Craig, I hear you. Fortunately, the lyrics to many songs are _not_
lost forever, thanks to continuing efforts to preserve 78-rpm recordings.
However, your point still stands: a roll without the words is incomplete.
(Similarly, phono recordings of automatic musical instruments
playing word rolls without a vocalist are also missing something
important. Thus, my otherwise enjoyable Biograph LP's of famous old
rolls are lacking in this regard.)
A few years ago I got a rubber-stamp set as a gift, which to me was a
solution in search of a problem. I thought of making a king-sized daisy-
wheel printer using the stamps, but I had nothing to _use_ it for, hence,
no progress.

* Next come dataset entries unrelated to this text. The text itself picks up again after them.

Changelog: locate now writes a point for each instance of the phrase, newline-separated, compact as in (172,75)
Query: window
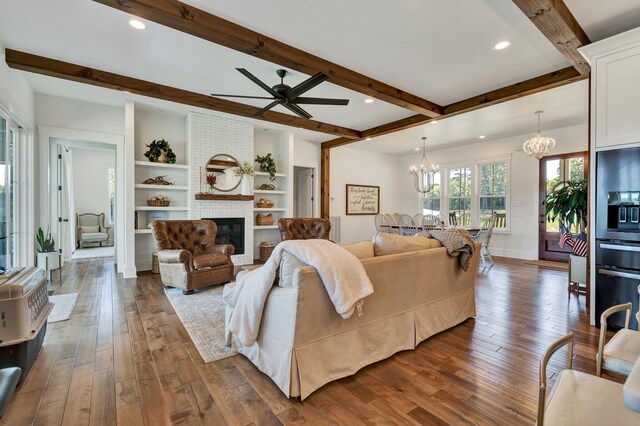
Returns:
(431,202)
(460,196)
(111,191)
(493,193)
(469,195)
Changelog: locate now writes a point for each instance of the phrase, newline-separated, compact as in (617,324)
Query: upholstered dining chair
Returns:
(484,237)
(304,228)
(579,398)
(91,229)
(622,351)
(188,255)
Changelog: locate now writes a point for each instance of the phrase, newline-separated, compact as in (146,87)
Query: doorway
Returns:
(84,209)
(304,189)
(554,170)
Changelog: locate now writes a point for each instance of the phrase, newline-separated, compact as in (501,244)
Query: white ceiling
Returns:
(563,106)
(439,50)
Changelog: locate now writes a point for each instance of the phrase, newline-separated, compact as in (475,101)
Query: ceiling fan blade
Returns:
(258,82)
(320,101)
(308,84)
(239,96)
(267,108)
(297,110)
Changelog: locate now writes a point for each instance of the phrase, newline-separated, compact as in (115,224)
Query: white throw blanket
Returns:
(342,274)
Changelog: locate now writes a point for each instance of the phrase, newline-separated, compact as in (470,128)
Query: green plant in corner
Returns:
(568,204)
(46,244)
(156,148)
(267,164)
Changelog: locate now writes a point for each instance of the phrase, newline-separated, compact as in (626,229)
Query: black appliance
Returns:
(617,233)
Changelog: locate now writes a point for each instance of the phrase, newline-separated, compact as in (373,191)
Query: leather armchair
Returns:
(188,255)
(304,228)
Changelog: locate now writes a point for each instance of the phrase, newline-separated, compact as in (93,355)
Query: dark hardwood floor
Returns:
(125,358)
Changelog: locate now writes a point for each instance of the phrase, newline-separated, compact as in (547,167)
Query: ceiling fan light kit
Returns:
(287,96)
(539,145)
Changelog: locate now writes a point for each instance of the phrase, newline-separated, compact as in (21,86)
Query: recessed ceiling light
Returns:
(138,25)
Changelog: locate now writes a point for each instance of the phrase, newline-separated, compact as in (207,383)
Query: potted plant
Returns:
(245,172)
(48,258)
(568,204)
(160,152)
(267,164)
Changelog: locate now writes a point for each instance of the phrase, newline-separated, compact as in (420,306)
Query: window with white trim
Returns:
(459,205)
(493,193)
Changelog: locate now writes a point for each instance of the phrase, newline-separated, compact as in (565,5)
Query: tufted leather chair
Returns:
(304,228)
(188,255)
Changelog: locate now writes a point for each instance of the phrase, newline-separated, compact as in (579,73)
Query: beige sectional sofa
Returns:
(303,343)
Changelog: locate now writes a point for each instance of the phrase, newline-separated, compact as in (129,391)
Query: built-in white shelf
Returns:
(168,209)
(162,187)
(162,165)
(265,227)
(267,174)
(269,209)
(264,191)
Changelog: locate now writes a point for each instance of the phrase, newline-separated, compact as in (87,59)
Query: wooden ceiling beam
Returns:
(78,73)
(524,88)
(196,22)
(554,19)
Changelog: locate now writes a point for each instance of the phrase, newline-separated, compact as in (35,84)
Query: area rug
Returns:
(93,252)
(202,314)
(559,266)
(62,306)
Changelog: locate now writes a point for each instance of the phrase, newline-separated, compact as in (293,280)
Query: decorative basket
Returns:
(265,251)
(155,265)
(158,203)
(264,219)
(264,203)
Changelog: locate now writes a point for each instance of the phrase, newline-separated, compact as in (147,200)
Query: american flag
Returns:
(565,237)
(580,245)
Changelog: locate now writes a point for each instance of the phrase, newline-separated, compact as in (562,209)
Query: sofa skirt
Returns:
(299,370)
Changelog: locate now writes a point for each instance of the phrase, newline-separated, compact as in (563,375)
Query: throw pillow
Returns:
(385,243)
(361,250)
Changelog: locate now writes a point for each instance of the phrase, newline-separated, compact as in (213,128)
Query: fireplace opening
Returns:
(230,231)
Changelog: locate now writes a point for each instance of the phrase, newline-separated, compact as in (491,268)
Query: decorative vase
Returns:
(163,157)
(246,189)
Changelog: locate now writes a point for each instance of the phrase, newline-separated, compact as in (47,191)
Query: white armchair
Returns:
(622,351)
(91,229)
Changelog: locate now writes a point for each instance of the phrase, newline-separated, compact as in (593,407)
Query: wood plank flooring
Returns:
(125,358)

Now I realize that it could be possible to print words on
piano rolls, with the addition of a roll feed mechanism and a means of
synchronizing the roll with the printing operation (a shaft encoder on
the take-up spool, presumably).
However, this talk of waxed paper rolls is troubling. Yes, it is true,
I've never seen such a thing. I guess that means I'm rather out of touch.
Oh well, so it goes. Still, it sounds like a project worth working on,
when working on the Karn reaches a lull.